8. Ora, ante essa reclamação, a conferência do STJ em longa decisão [porque extrata todo o processado por transcrição das decisões relevantes alongando assim a narrativa] decidiu (1) reafirmar as razões explicitadas na decisão sumária que fundamentaram a rejeição do recurso, por inadmissibilidade» e (ii) que os fundamentos de irrecorribilidade elencados nas várias alíneas do artigo 4002 «são independentes uns dos outros».
9. Esta segunda parte do decidido teve em vista [como veremos] um argumento expendido quando em 06.10.11. foi admitido, por despacho do Exmo.
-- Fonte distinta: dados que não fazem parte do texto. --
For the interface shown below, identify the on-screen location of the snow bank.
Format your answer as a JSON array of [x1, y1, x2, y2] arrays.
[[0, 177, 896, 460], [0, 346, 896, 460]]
Presidente do STJ [ou por delegação deste] o recurso, por revogação da decisão sumária que o rejeitara.
10. É pois a questão que se mantém: saber se é conforme à Lei Fundamental o acervo normativo [formado primariamente pela alínea f) do n.º 1 do artigo 400.º do CPP e complementarmente pela alínea e) do mesmo] pelo qual se estipule a irrecorribilidade de um aresto da Relação que conheça em primeira instância certas questões jurídicas cuja legalidade não haviam sido suscitadas antecedentemente.
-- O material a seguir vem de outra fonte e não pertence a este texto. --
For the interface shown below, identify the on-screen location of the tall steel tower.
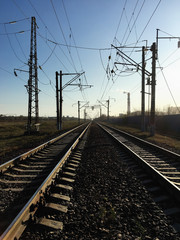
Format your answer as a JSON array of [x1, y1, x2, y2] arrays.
[[27, 17, 39, 134]]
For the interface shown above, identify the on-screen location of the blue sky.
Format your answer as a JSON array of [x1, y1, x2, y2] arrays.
[[0, 0, 180, 117]]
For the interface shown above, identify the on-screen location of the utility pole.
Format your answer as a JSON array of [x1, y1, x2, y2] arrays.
[[123, 92, 131, 116], [150, 42, 157, 136], [59, 71, 63, 130], [78, 101, 80, 124], [26, 17, 39, 134], [56, 71, 92, 130], [78, 101, 89, 124], [141, 46, 145, 132], [107, 99, 109, 122], [56, 72, 60, 130]]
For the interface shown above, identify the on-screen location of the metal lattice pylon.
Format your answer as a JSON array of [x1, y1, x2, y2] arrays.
[[27, 17, 39, 132]]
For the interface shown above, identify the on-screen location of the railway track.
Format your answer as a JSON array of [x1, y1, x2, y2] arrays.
[[0, 124, 89, 240], [101, 125, 180, 232], [0, 125, 180, 240]]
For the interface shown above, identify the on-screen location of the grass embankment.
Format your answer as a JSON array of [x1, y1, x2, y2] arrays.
[[105, 124, 180, 153], [0, 120, 80, 163]]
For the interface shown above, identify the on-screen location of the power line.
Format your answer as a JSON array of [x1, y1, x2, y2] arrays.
[[4, 24, 25, 64], [138, 0, 161, 41], [50, 0, 77, 72], [62, 0, 83, 70], [158, 60, 180, 113]]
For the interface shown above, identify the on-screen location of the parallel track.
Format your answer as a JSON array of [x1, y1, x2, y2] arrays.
[[100, 125, 180, 231], [0, 125, 89, 240], [0, 125, 180, 240]]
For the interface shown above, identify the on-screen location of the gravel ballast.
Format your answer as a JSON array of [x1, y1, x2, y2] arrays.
[[21, 124, 180, 240], [59, 124, 180, 240]]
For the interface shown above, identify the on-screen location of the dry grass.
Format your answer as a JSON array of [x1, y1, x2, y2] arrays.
[[0, 119, 77, 160]]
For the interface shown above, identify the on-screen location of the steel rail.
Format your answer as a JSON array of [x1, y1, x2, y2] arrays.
[[98, 124, 180, 202], [101, 124, 180, 158], [0, 123, 91, 240], [0, 124, 88, 173]]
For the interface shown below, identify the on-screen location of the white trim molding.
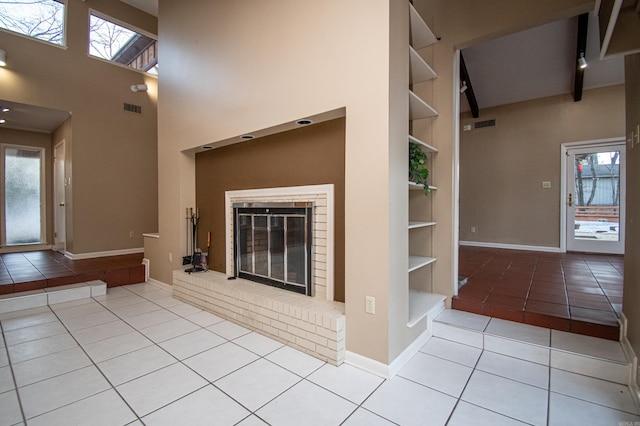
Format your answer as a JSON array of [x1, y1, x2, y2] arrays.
[[620, 312, 640, 407], [459, 241, 563, 253], [344, 327, 433, 379]]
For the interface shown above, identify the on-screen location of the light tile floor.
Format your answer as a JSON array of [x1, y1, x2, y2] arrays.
[[0, 284, 640, 426]]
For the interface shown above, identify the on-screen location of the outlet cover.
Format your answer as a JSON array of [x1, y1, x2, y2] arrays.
[[365, 296, 376, 314]]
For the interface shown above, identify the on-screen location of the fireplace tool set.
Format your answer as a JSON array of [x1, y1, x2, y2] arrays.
[[182, 207, 211, 274]]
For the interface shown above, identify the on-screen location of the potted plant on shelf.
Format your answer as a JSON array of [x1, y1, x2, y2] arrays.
[[409, 142, 431, 195]]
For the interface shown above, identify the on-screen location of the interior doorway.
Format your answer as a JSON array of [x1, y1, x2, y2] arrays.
[[561, 140, 626, 254], [53, 140, 66, 253]]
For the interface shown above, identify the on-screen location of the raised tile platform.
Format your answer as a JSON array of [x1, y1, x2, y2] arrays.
[[433, 309, 633, 385], [0, 250, 146, 295], [173, 270, 345, 365]]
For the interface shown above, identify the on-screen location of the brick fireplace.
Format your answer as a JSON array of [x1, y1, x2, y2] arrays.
[[173, 185, 346, 365]]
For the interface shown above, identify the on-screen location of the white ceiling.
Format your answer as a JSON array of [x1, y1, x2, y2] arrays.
[[0, 99, 71, 133], [0, 0, 624, 132], [120, 0, 158, 16], [461, 14, 624, 115]]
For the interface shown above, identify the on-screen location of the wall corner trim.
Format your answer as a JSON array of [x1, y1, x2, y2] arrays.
[[344, 327, 433, 379]]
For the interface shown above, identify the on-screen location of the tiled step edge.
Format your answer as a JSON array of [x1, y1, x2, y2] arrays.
[[433, 318, 632, 385], [0, 280, 107, 314]]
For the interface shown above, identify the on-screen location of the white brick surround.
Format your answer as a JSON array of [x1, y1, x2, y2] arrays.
[[225, 185, 334, 301], [173, 270, 345, 365]]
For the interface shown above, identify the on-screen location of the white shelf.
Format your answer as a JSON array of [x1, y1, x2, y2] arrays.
[[407, 289, 446, 327], [409, 255, 436, 272], [409, 135, 438, 152], [409, 90, 438, 120], [409, 46, 437, 84], [409, 181, 438, 191], [409, 221, 436, 229], [409, 3, 438, 49]]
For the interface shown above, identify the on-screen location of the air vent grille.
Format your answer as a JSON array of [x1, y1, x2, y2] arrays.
[[474, 119, 496, 129], [124, 102, 142, 114]]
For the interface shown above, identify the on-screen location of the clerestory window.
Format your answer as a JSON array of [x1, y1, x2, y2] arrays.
[[89, 12, 158, 74], [0, 0, 66, 46]]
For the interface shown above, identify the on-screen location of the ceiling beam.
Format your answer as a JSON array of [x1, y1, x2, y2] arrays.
[[573, 13, 589, 102], [460, 52, 480, 118]]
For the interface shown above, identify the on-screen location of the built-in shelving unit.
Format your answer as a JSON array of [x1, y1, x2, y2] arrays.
[[409, 90, 438, 120], [407, 0, 445, 327]]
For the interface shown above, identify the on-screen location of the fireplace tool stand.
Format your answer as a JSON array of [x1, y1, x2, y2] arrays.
[[182, 208, 206, 274]]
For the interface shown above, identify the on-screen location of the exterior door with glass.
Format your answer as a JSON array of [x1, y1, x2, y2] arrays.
[[565, 142, 625, 254], [53, 141, 66, 253]]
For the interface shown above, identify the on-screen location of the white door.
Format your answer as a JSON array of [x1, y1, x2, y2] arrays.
[[53, 141, 66, 252], [565, 141, 626, 254]]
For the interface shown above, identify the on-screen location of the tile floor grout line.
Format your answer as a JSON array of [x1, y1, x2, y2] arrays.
[[42, 297, 144, 424], [0, 314, 27, 423]]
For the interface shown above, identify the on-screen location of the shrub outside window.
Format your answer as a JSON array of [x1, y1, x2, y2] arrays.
[[0, 0, 65, 46], [89, 13, 158, 74]]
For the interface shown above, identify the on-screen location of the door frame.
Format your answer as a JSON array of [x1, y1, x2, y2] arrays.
[[560, 136, 626, 253], [0, 143, 47, 246]]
11. É que a dimensão normativa estrita do preceito citado visa apenas os casos em que se cumulem duas circunstâncias (i) uma conformidade da decisão condenatória [admitamos, sem conceder, mesmo que in meilius, consoante tem sido entendimento deste TC] (ii) uma medida concreta de pena «não superior a oito anos».
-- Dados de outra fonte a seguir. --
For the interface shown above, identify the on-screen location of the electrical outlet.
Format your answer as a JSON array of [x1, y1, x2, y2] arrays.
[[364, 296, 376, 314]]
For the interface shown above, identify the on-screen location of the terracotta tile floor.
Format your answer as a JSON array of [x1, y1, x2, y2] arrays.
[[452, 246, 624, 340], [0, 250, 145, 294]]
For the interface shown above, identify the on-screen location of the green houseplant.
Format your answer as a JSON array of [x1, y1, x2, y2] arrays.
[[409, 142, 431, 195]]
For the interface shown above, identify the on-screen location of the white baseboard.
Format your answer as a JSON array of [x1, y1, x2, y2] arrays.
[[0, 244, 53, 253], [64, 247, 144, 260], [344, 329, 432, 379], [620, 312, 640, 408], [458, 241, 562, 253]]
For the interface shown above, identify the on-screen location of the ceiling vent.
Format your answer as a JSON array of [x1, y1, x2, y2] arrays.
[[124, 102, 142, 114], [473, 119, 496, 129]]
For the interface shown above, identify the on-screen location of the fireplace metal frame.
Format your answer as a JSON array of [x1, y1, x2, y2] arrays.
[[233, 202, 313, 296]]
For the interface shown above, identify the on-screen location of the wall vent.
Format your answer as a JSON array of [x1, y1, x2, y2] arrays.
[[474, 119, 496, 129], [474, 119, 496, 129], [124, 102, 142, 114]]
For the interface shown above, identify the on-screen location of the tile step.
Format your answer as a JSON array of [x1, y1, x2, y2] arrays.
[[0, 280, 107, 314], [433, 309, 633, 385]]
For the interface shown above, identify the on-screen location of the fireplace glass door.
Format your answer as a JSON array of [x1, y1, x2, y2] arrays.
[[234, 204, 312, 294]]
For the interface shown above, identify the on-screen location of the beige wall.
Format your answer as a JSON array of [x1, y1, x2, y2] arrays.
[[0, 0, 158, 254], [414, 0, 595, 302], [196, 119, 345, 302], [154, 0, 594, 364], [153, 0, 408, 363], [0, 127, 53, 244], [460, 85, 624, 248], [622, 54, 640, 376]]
12. Ora do que se trata aqui é de estender, numa lógica de odiosa amplianda, o âmbito de previsão desta norma a uma situação em que não está em causa a conformidade condenatória [a convergência no decidir punitivo] mas sim (i) uma questão de natureza jurídica autónoma relativamente ao ato condenatório e que com ela se não confunde e (ii) sobre a qual não houve confirmação do antes decidido.
13. A decisão que se submete à decisão de Vossas Excelências raciocina desconsiderando, salvo o merecido respeito, este segundo segmento, limitando-se a transcrever aquilo que é a jurisprudência firmada em matéria de dupla conforme in meilius, como se o problema que foi colocado fosse esse e não outro, o de estarmos ante uma primeira decisão e não ante uma segunda.
14. Ora, por ser assim, é que são precisamente as razões que se invocam contra o reclamante que legitimam decisão adversa: o direito de defesa, o direito ao recurso, o acesso aos tribunais, tudo valores fundamentais que a Constituição tutela [artigos 32º, n.º 1 e 280º, n.º 1 da CRP] exigem que tenha de haver uma via pela qual se sindique em sede de recuso decisões da Relação que, não sendo confirmativas do antes decidido em sede condenatória pela primeira instância, configure questão essencial para a garantia da defesa do arguido e para a configuração do seu estatuto jurídico-penal.
15. Finalmente no que se refere à questão da conformidade constitucional da alínea e) do n.º 1 do artigo 400º do CPP não se pode aceitar que a mesma não haja sido aplicada.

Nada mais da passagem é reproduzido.